A major task facing multimodal approaches involves efforts to fully integrate the several data sets to enable deeper data mining. This is particularly difficult within an imaging regime because the various technologies can have dramatically different spatial resolutions, data structures, and chemical information. Different computation methods for addressing differences within spatial resolution include various methods of up sampling the data, performing more refined data fusion, as well as other experimental approaches.^{165,166,243–246} While these are capable of connecting modalities that are similar in resolution, significant experimental and technological capabilities are required to avoid the introduction of artifacts.²⁰⁷ While many imaging modalities are within an order of magnitude of one another, this will influence the capacity to combine lower spatial resolution IMS technologies like DESI with higher resolution molecular imaging approaches, like SEM.
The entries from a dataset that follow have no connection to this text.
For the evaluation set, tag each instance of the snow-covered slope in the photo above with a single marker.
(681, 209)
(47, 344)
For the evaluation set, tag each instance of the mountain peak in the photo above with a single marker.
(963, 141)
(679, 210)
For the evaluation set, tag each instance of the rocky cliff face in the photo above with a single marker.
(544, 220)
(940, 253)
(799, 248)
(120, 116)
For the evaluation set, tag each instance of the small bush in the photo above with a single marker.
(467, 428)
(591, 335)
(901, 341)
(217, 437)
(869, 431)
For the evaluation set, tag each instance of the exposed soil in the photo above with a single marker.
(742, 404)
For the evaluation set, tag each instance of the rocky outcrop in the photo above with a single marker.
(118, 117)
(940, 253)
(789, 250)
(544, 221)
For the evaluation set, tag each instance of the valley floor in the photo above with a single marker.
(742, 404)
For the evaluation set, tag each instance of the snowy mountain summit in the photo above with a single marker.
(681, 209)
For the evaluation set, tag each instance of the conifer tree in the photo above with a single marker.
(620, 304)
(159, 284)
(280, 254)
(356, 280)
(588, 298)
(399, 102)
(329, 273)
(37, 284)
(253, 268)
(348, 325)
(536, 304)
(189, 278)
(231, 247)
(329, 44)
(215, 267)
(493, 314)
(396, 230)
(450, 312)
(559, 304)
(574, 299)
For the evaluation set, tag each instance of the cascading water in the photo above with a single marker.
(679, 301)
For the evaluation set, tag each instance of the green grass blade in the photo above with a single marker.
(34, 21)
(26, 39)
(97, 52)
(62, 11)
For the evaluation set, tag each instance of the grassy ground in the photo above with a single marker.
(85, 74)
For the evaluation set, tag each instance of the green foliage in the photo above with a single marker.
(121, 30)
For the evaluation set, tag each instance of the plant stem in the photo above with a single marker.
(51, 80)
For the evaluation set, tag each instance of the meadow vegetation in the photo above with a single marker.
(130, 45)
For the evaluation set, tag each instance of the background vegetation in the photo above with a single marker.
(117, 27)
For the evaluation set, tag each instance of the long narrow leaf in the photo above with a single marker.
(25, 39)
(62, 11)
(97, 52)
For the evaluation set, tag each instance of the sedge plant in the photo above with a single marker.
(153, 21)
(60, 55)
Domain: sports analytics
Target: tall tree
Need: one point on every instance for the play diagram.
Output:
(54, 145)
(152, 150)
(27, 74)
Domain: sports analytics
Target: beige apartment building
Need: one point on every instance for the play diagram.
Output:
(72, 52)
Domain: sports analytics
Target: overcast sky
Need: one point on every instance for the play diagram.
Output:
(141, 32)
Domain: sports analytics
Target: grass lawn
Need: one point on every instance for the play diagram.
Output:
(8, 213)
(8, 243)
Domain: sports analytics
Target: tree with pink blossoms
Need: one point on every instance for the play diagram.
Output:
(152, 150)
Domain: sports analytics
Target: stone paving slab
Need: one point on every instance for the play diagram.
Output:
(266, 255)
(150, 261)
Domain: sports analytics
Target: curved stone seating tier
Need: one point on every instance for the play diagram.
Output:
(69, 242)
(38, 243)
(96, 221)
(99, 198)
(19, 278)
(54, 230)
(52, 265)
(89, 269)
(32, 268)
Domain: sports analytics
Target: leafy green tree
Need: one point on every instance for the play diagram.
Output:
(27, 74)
Moreover, technologies provide both overlapping and orthogonal information that is often difficult to correlate. For instance, transcriptomics measures gene expression of different biochemical pathways that result with peptide and metabolomic products. Ideally, a highly expressed gene would indicate the presence of a specific metabolite and IMS would detect this same metabolite in high abundance within the same regions, but this is not always the case. There many transport, degradation, and modification pathways that impede this correlation and create complex data sets that are difficult to interpret. Additional compounding technical factors, such as matrix effects, differences in ionization efficiencies, and limited dynamic range add to this complexity. While transcriptomics is used as an example here, a similar scenario applies to other multimodal approaches, such as protein abundances between IMS and immunofluorescence experiments or lipid analysis by Raman spectroscopy and IMS. While challenging, future multimodal experiments will slowly begin to unravel the complex relationships between the data produced by orthogonal technologies. In connection with this, new machine learning algorithms and approaches will be essential for untangling the abundance of chemical information obtained with multimodal IMS. This will inevitably lead to a more complete picture of biological systems and pathways.

Finally, improving sample preparation and workflows will undoubtedly improve the quality and reproducibility of collected data, particularly as these technologies enter the rigorous domain of medicine and clinical trials. Many technologies cannot be combined “out of the box”, and so there are often trade-offs made to enable multimodal analysis. Although, the gained information from the suboptimal combination of the approaches is often greater than the data of either technique alone. Developing methods that enable multiple imaging modalities to be performed optimally and with minimal spatial compromise will dramatically improve the ability to integrate and discover connections between multimodal data sets. Optimizing the ways and methods behind combining the different approaches is a clear path forward in the field.

In summary, multimodal IMS is a remarkably diverse endeavor that incorporates the best attributes from a variety of scientific disciplines. In the future, multimodal IMS technologies will progressively become more common as the scientific community begins to study more complex biological and medicinal questions. Such studies have the potential to bring together genomic, proteomic, and metabolomic imaging technologies to provide unprecedented insights into biology and medicine.